Perient’s ancestors had held manorial property in Hertfordshire since 1414, but never entered Parliament.
At Gray’s Inn Perient became a client of Sir Francis Bacon*, who arranged his return for St. Albans in 1614; however, he left no trace on the records of the Addled Parliament. In the Christmas revels, like his predecessor Sir Henry Helmes*, he took the lead as ‘Prince of Purpoole’. He subsequently performed the role of a lawyer’s clerk in the Cambridge play, Ignoramus, that delighted the king but enraged the legal profession.

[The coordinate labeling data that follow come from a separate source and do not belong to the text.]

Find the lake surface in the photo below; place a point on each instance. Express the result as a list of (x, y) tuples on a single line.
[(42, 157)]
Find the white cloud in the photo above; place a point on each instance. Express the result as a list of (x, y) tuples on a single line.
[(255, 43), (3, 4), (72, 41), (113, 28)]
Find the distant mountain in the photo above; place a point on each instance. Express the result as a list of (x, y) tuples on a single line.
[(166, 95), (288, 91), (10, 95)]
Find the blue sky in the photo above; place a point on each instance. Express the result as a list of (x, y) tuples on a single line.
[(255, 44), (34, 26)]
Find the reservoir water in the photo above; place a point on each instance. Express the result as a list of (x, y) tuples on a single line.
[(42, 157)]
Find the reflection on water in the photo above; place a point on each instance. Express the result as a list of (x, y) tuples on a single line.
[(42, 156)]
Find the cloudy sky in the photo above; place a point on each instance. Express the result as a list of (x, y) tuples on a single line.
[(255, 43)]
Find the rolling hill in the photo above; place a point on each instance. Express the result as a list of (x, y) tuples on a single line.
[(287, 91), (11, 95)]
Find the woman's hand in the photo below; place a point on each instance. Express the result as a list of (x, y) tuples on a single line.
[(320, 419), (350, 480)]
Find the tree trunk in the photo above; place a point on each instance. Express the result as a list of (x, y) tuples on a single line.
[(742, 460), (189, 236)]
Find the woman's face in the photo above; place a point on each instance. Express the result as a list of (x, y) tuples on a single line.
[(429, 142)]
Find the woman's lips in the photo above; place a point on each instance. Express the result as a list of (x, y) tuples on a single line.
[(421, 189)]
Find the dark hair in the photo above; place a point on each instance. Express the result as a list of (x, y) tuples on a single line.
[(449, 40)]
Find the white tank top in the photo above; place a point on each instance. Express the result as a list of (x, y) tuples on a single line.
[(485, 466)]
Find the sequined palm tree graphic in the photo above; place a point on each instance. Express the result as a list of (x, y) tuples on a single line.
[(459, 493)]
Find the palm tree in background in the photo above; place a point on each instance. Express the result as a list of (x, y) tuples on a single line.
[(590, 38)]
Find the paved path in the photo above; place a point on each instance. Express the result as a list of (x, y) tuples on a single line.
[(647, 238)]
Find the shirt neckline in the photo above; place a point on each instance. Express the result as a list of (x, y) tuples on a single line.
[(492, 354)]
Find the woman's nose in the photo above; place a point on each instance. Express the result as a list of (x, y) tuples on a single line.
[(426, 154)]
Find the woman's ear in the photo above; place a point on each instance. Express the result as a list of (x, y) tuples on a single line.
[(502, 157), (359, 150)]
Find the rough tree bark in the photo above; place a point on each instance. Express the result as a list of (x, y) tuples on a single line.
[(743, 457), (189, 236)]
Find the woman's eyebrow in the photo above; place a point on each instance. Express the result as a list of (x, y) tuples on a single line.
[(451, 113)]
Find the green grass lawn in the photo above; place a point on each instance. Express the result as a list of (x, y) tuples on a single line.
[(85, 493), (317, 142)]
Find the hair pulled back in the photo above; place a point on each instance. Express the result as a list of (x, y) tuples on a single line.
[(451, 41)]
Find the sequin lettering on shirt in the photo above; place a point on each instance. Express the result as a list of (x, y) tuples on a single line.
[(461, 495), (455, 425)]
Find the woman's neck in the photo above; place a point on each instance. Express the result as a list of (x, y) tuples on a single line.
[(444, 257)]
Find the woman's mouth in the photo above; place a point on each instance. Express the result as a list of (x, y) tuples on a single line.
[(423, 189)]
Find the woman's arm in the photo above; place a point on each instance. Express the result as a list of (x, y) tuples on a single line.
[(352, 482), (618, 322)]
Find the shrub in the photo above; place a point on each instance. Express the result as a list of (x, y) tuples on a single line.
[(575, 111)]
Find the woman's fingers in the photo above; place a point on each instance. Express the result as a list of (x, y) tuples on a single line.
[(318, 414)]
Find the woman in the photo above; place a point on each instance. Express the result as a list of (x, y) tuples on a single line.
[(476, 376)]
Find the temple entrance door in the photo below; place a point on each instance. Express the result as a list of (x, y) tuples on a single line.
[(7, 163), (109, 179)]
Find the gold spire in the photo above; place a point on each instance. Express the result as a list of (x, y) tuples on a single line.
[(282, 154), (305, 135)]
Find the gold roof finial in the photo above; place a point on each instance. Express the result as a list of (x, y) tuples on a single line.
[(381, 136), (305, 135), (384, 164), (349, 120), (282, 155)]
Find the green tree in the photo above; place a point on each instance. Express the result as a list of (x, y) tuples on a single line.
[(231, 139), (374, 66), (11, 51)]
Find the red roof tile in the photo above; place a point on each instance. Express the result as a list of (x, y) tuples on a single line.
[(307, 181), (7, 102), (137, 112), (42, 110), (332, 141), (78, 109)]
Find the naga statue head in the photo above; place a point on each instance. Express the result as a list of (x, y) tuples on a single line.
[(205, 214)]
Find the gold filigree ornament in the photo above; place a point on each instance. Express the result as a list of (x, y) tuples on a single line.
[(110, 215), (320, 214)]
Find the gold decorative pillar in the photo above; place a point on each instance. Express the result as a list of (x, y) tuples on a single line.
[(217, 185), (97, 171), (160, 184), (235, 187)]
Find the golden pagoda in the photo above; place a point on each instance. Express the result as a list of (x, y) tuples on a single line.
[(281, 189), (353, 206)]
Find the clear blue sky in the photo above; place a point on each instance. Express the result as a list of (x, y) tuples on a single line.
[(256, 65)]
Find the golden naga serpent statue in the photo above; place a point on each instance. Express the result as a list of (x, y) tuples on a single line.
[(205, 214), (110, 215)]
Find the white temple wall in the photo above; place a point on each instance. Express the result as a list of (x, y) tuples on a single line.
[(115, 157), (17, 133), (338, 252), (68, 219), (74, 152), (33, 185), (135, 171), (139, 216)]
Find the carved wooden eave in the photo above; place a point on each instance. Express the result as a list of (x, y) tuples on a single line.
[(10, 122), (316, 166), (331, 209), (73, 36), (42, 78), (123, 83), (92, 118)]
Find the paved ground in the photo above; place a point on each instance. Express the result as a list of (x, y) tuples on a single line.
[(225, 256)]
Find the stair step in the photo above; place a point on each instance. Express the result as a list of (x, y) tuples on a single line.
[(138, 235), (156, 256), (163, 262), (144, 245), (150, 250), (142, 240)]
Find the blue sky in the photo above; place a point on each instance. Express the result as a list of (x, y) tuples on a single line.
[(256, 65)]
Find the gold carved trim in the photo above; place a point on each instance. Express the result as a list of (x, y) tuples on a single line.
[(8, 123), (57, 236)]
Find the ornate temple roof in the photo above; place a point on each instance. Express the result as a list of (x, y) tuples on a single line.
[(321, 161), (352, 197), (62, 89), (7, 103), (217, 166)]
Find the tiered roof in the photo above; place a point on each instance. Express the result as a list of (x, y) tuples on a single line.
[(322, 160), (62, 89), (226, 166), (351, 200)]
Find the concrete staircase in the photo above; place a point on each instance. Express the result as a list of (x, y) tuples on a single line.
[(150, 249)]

Bacon’s protection was clearly of service to Perient when his wife and her siblings were involved in a Chancery suit with their father’s executor, Grimsditch. He was able to gain admission to Bacon’s chamber with an order drafted by the deputy registrar, ‘and then brought it out ... interlined with the lord keeper’s own hand’. A present of game to his patron may not have been unconnected, and he was also known, like Helmes, for his willingness to carry others’ bribes to Bacon.
In 1629 a cursitor in Chancery obtained a warrant for Perient’s arrest, by which time he was living in Acton, Middlesex. The following year Perient himself brought an action in Chancery against Mennes, whose financial incompetence was well attested in later years by Samuel Pepys†; however, the outcome of the case is unknown.